The estimated yearly prevalence of low back pain (LBP) has been reported to be 15-20% in the United States with an annual cost of $20-50 billion. Chemical irritation, compression, or tension on the spinal nerve roots are the major sources of LBP. The aims of the current study were to determine the mechanical properties of spinal nerve roots in vitro at various strain rates and also to establish a relationship in vivo between strain and strain rate and resulting functional and morphological injuries.

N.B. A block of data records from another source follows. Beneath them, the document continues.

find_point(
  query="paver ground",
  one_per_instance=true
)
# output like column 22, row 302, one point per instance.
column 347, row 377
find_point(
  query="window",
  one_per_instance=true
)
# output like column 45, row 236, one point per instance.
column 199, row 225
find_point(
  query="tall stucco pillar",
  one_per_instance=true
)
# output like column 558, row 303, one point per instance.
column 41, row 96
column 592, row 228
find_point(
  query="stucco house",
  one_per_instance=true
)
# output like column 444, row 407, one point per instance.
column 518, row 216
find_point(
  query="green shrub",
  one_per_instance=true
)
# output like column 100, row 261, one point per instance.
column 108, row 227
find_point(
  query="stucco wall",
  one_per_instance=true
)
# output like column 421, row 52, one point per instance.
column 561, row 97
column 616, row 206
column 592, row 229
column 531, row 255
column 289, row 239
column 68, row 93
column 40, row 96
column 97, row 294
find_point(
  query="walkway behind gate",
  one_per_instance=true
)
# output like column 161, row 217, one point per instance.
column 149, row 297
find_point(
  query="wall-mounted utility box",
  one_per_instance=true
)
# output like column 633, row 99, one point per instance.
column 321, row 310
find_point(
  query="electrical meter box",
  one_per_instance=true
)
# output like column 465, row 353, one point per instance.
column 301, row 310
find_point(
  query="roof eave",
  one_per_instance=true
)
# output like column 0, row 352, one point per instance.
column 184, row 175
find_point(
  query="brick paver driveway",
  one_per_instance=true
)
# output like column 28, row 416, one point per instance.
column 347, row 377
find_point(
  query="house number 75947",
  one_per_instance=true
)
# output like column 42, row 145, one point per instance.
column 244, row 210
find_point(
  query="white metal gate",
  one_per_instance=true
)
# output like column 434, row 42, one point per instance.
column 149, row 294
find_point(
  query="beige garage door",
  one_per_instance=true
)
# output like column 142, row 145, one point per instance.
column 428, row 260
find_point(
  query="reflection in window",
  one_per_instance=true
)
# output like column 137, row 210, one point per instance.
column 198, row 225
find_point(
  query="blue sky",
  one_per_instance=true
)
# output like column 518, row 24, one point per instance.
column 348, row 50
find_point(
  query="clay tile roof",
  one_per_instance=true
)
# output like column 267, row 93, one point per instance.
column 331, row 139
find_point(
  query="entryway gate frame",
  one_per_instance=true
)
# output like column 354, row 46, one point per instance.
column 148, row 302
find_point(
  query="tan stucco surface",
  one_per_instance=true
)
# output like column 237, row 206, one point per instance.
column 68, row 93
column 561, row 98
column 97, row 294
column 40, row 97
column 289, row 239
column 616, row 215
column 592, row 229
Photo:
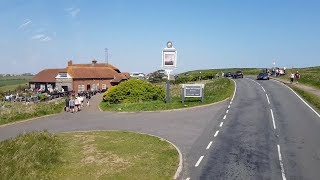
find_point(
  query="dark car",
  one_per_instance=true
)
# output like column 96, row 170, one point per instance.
column 227, row 74
column 237, row 74
column 263, row 76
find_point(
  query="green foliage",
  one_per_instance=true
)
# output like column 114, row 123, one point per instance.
column 215, row 90
column 134, row 91
column 29, row 156
column 15, row 111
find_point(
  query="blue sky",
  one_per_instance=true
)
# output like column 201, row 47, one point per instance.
column 207, row 34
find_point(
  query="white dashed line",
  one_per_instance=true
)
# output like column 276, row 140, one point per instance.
column 216, row 134
column 274, row 124
column 281, row 164
column 268, row 98
column 209, row 145
column 221, row 124
column 199, row 161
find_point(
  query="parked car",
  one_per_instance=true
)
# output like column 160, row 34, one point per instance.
column 227, row 74
column 237, row 74
column 263, row 76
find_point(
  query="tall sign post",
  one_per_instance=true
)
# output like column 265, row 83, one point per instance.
column 169, row 62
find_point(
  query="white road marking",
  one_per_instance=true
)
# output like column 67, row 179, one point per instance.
column 216, row 134
column 299, row 97
column 209, row 145
column 281, row 164
column 221, row 124
column 199, row 161
column 274, row 124
column 235, row 89
column 268, row 98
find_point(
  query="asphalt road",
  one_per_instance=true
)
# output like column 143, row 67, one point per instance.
column 240, row 138
column 268, row 133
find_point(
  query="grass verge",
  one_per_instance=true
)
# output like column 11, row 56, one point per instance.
column 214, row 91
column 87, row 155
column 313, row 99
column 17, row 111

In the first part of the study, biomechanical tests were performed on 96 fresh nerve roots, from 12 adult male Sprague Dawley rats. The average failure load of 5.7±2.7 g and 13.9±7.5 g were observed for the 0.01 mm/sec (n=31) and 15 mm/sec (n=37) strain rates, respectively. Failure stress and E values were 257.9±111.3 KPa and 1.3±0.8 MPa for the 0.01 mm/sec rate and 624.9±306.8 KPa and 2.9±1.5 MPa for 15 mm/sec rate, respectively. These values were significantly higher (p = 0.000) at 15 mm/sec rate than at 0.01 mm/sec rate. Also, the root failure force was directly proportional to its cross-sectional area and proportional limit force was the maximum force sustained by the roots. Overall, the mechanical properties exhibited by the nerve roots were much weaker than those reported for peripheral nerves.

In the second part, a total of 72 L5 dorsal roots from 36 adult male Sprague Dawley rats were used. Each root was subjected to a predetermined strain (<10%, 10-20% and >20%) and stretched at a specific displacement rate (0.01 mm/sec, 1 mm/sec and 15 mm/sec). Results showed that the morphological and functional nerve root injuries were strain and rate dependent. The threshold strains were 16%, 10% and 9% at 0.01 mm/sec, 1 mm/sec and 15 mm/sec rates, respectively, for 50% occurrence of complete functional impairment of the nerve roots. Thus, high strains at low rates caused complete conduction block in the roots, while similar block was observed at lower strains at higher rates. The extent of morphological injuries including the impaired axoplasmic transport (IAT), axotomy and hemorrhage were observed concomitant with functional injury and were also strain and rate dependent. Overall, results from this study provide further insight into the mechanical, functional and structural changes in nerve roots. Also, this model serves as a good model for traumatic axonal injury. Thus, the reported data would help to better understand axonal injury mechanisms and tolerance.